The ten-karat blue sapphire was the same shade as her eyes, the large diamonds on either side sparkling with Romi’s effervescence. Set in a vintage-style Russian gold filigree band, he was very pleased with the Tiffany master jeweler’s design.
“It’s beautiful,” she said in an emotion-laden voice.
“I had it designed for you.”
“You’re a planner.”
“I am.” No need to tell her the designers had been working on the ring since well before Jeremy Archer’s marriage contract offer for his daughter.
“It’s really big.”
“But it fits you.” And he didn’t mean the size. Naturally, he’d gotten that right.
She choked out a laugh. “It does. I should be all about how ostentatious it is, but I love it.”
“It sparkles like you do.”
“Ooh, you really do say some of the cheesiest things and make them sound way too romantic.”
He shrugged. “It’s a gift.”
That had only manifested for this woman, but who was keeping track?
“Are you ready to go home?” he asked.
Romi’s face contorted with emotion. “Other than college dorms, I’ve never lived anywhere but here.”
“You like the penthouse.”
“I do.”
“But this is home.”
“Dad needed me for so long, I couldn’t think of living anywhere else.”
“Even so, you love this house, don’t you?”
Romi nodded but smiled as she stood, no reluctance evident in her manner. “I’m ready to go.”
They hadn’t finished dinner, but he didn’t think either of them was worried about that right now.
He wanted to go back to the penthouse and consummate Romi’s promise to be his and he was certain she wanted the same.
CHAPTER ELEVEN
KNOWING MAX WOULD want it as much as she did, Romi had packed for a much longer stay than overnight.
Triumph had flashed in his gaze when he’d seen her suitcases and matching carryall. He’d smiled, too. “Lime green with white polka dots?”
“I suppose your luggage is black.”
“No.” He winked. “It’s brown leather.”
She melted at the wink and poured herself into the passenger seat of his growling predator of a car.

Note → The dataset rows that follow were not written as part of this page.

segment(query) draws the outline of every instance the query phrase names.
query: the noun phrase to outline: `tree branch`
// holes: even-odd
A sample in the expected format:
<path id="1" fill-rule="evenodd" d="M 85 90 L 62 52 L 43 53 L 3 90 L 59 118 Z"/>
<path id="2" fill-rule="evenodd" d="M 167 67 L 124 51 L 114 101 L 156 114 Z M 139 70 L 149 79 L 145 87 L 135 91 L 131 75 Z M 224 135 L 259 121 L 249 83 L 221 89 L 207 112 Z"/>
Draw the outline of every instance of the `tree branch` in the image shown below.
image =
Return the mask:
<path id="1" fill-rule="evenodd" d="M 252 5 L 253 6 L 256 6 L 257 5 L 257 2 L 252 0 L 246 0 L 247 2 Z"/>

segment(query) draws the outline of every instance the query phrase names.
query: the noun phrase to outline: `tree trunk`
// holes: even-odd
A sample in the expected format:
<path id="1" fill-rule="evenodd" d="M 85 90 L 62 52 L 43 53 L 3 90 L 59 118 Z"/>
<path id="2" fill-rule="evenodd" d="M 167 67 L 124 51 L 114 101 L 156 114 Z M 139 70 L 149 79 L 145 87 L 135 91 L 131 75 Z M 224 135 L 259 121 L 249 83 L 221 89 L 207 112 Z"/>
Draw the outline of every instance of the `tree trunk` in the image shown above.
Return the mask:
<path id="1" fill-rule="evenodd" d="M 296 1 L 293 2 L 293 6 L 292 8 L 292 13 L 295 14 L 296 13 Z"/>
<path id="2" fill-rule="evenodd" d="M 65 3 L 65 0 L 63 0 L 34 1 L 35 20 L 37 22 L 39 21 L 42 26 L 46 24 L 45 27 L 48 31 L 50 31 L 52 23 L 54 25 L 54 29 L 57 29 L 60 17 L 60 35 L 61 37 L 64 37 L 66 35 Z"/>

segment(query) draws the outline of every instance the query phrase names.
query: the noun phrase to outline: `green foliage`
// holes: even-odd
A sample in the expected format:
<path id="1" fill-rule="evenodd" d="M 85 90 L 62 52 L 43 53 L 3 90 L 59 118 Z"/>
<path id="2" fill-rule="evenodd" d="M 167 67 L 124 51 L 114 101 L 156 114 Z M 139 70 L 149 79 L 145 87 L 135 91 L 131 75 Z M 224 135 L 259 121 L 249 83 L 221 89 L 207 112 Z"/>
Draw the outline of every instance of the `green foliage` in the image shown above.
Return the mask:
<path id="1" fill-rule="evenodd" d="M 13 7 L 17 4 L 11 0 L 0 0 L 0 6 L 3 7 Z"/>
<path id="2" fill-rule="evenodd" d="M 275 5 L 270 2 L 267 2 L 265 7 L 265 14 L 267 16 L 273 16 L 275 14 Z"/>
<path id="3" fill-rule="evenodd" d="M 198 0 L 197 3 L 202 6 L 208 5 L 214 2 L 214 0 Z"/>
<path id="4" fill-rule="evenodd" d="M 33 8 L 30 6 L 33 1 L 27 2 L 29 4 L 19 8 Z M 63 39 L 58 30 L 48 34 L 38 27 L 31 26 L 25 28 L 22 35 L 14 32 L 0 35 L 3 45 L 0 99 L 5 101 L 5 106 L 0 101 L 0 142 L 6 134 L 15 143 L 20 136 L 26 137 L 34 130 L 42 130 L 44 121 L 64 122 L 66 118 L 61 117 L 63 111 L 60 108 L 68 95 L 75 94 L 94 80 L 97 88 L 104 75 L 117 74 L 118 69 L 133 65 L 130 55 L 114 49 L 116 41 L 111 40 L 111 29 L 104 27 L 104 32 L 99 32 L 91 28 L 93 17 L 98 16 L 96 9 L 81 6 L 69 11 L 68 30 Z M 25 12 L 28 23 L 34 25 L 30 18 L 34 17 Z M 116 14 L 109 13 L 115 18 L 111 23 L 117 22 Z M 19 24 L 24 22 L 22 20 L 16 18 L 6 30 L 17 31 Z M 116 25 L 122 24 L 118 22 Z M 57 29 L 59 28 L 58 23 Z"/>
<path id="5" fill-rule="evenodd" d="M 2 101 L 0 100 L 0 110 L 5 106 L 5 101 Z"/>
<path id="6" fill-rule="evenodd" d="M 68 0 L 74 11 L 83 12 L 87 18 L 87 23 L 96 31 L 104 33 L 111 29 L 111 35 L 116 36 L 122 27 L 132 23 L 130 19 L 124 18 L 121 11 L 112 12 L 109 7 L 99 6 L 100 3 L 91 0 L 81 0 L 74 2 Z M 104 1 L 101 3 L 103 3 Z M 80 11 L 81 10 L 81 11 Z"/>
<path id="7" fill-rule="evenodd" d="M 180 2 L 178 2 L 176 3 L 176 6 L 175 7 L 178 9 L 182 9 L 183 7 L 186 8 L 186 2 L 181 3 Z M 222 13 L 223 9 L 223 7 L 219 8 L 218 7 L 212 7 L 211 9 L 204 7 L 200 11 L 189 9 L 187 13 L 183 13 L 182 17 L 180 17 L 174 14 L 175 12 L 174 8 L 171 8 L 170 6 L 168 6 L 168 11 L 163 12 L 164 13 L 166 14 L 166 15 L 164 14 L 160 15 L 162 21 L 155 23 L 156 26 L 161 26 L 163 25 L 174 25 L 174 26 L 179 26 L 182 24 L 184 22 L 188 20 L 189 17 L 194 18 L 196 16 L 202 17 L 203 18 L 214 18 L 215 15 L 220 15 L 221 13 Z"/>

He shocked her by insisting she unpack before doing anything else, but when her last pair of bright purple jeans was hanging in his walk-in closet, which was the size of a small bedroom—and empty on one side for her—he carried her off to bed and they made love.
She’d thought maybe the night before had been so beyond the known universe because it was her first time, but she’d soon discovered it was just being with this man.
He rocked her world and by every indication she did the same for him.
* * *
Maddie returned from her honeymoon in high spirits and ready to find a building for the charter school. She and Romi spent hours trailing after Viktor’s incredibly competent Realtor.
Not really sure why she did it, Romi hid her engagement ring in her purse whenever they were together. She didn’t tell her SBC that Romi’s father was in rehab and Romi herself was living with the man she intended to marry.